А автор уже не мог остановиться.

– Вместо того, чтобы помочь мне, вы философствуете и занудствуете, что неудивительно, поскольку именно этим занимаюсь я, когда начинаю вспоминать своё детство. Как и я, вы делаете всё возможное, чтобы ничего не сказать. Но я, понимаете ли, высокоорганизованное живое существо, обладающее самостоятельным разумом, а вы – нет, вы составлены из моих привычек и моих воспоминаний; вы здесь лишь затем, чтобы мне не пришлось писать непрестанно “я” да “я”. Вам бы сказать, как умеете, хоть что-нибудь из того, чего я не решаюсь сказать от своего имени: из того, что кажется слишком странным, слишком запутанным, слишком болезненным.
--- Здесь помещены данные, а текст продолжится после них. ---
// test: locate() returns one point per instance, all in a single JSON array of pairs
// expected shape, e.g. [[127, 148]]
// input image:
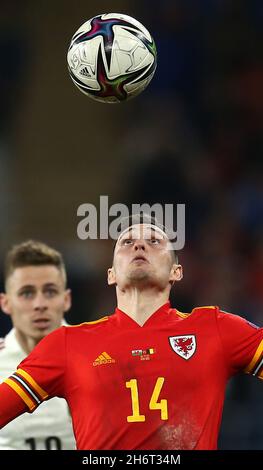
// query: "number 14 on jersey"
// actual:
[[154, 404]]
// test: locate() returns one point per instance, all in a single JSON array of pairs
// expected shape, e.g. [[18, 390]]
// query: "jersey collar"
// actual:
[[158, 316]]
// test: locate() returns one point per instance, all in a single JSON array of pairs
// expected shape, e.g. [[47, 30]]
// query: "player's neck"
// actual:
[[141, 305], [26, 343]]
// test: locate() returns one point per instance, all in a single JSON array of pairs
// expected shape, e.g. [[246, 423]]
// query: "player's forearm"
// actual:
[[11, 405]]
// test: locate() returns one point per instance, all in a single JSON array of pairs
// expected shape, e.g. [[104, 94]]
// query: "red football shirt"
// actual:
[[159, 386]]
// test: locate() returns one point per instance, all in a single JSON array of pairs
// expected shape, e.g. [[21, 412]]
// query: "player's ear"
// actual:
[[67, 300], [111, 276], [176, 273], [5, 304]]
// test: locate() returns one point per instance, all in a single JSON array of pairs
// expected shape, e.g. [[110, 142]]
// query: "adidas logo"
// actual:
[[103, 358], [85, 72]]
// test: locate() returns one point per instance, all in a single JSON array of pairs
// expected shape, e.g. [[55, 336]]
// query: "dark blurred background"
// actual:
[[193, 137]]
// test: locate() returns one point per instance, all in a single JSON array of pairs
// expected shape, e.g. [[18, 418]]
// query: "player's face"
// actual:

Говорите мне о пятне на обоях. Говорите мне о запахе серы. Отведите меня в те места, куда мне страшно идти одной. Преломите тусклый свет моих воспоминаний, отразите его, направьте его обратно в мои же глаза! Быть может, тогда я окаменею, а может быть, и найду хоть одно верное слово. Но вы, как и я, начинаете за здравие и заканчиваете за упокой, пересказываете мне мои теории и сомнения, причём на редкость патетично и погано; вы говорите даже не за меня, а за одну из моих самых отвратительных ипостасей – за этого самоуверенного претенциозного софиста. Мне уже хочется уничтожить всё, что я сейчас записала. Но давайте попробуем ещё раз: с того места, где вы говорите об обрядах перехода, совершающихся каждые несколько часов.

В этот момент я увидела, что в кофейню вошёл Андрей и, на ходу снимая целлофан с пачки “Мальборо”, направился в мою сторону. Я захлопнула крышку ноутбука.